The next outfit on my agenda is very different: a wilfully anti-fashion fitted shirt, tie and tie clip, inspired by the menswear catwalks of Balenciaga, Martine Roseand Gosha Rubchinskiy. This looked achingly cool on the catwalks. Recreated via an M&S shirt and Acne Studios trousers because my body is not long enough to do menswear, it does not look cool on me. Alistair O’Neill, professor of fashion history and theory at Central Saint Martins, reminds me that this trend is all about context. Fashion designers have long been fascinated by workwear – think of the lumberjack shirts worn in city centres, not forests. This time it’s white-collar work being mined for inspiration. True Gosha disciples, he points out, would wear this “to a club, or to go shopping, or when off to the skate park. The dissociation from office culture is what will make the clothes so enjoyable to wear by those who will consume them as fashion.” Sadly, I am not hip enough to make this look work. I feel a bit like Melissa McCarthy in Bridesmaids, with a touch of Melissa McCarthy as Sean Spicer, brisk and no-nonsense, as though I am holding an invisible clipboard. Or, as a co-worker says: “I’m scared that you’re about to make us do a team-building exercise.”

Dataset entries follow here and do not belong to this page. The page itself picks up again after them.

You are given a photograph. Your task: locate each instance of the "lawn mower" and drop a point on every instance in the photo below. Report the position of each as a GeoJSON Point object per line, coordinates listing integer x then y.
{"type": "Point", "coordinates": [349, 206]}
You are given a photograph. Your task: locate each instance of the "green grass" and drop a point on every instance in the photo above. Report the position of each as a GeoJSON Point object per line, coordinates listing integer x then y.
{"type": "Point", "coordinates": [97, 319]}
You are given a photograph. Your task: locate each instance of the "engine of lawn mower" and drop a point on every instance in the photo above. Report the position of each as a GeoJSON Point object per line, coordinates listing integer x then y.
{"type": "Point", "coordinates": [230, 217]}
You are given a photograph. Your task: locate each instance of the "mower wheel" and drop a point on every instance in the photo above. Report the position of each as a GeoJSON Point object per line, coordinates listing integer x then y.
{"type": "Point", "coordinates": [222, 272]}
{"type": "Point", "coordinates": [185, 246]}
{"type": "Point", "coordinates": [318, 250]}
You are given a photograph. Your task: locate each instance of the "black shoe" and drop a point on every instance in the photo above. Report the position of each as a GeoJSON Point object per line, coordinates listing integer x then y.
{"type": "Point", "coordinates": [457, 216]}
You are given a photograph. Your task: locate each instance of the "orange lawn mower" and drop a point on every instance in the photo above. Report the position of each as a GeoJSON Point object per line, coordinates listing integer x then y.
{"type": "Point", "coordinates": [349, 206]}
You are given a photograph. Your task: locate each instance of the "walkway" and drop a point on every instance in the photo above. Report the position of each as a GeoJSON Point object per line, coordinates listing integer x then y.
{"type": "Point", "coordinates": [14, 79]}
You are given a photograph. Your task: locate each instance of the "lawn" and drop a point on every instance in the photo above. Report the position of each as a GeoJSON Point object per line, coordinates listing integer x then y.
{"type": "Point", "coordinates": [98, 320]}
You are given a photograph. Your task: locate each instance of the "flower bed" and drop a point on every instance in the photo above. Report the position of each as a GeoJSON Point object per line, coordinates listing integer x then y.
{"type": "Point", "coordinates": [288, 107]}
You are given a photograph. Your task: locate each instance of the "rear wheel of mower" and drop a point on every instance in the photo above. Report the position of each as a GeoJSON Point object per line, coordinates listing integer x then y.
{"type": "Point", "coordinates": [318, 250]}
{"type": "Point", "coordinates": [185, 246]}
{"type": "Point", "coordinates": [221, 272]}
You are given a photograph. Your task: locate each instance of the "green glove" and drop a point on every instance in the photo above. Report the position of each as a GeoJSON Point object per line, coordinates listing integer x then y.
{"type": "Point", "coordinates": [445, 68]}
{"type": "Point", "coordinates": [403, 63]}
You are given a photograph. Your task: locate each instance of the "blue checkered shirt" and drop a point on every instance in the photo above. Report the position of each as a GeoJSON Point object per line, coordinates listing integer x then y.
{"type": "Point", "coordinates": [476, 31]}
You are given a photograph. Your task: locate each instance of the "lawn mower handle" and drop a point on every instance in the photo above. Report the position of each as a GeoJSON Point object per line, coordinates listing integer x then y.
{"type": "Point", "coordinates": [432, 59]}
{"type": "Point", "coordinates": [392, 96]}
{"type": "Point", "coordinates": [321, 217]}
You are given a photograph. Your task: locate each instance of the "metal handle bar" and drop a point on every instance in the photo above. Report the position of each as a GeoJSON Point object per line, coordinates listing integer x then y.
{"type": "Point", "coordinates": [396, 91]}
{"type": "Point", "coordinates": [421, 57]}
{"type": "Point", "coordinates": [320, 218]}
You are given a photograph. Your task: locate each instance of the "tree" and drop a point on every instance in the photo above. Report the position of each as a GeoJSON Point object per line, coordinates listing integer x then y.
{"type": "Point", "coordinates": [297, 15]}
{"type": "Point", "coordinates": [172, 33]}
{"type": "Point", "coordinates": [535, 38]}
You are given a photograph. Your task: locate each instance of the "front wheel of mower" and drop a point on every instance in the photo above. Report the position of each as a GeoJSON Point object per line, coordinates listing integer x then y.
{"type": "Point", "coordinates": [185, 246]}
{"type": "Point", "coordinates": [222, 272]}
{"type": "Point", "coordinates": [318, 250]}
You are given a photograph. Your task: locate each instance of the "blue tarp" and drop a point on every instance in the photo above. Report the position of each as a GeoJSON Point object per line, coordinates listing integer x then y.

The fourth and final look is a breeze, literally and figuratively. It’s a billowing take on a striped shirt from Palmer//Harding. For the first time in days, I am not overheating. When I walk into the office my colleagues seem relieved. “I’m into it,” our stylist says – the ultimate compliment. Then she strokes the fabric of the cuff, appreciatively. I am approachable, again.

The shirt is the perfect soft power garment. I also love the bag I carry with it: a huge Balenciaga tote with corporate-style logos running across it diagonally. The logos bring to mind the branding of desk phones and photocopiers; the unglamorous insignia that permeated our lives before the sleek black and grey lines of iPhones and iMacs took over. It is these details – the little logos, the business cards and tie clips – that are so evocative. They remind me of how much has changed in office lives, in the 15 years since I started working, and how much will continue to change. You know, when the robots take over. Against this context, the mundanity of an office – its paperclips, staplers and tea runs – has become a source of nostalgia, something to be cherished.

Meanwhile, I’m glad that, for the most part, shoulder pads have gone the way of fax machines and Filofaxes. But I would wear a suit again.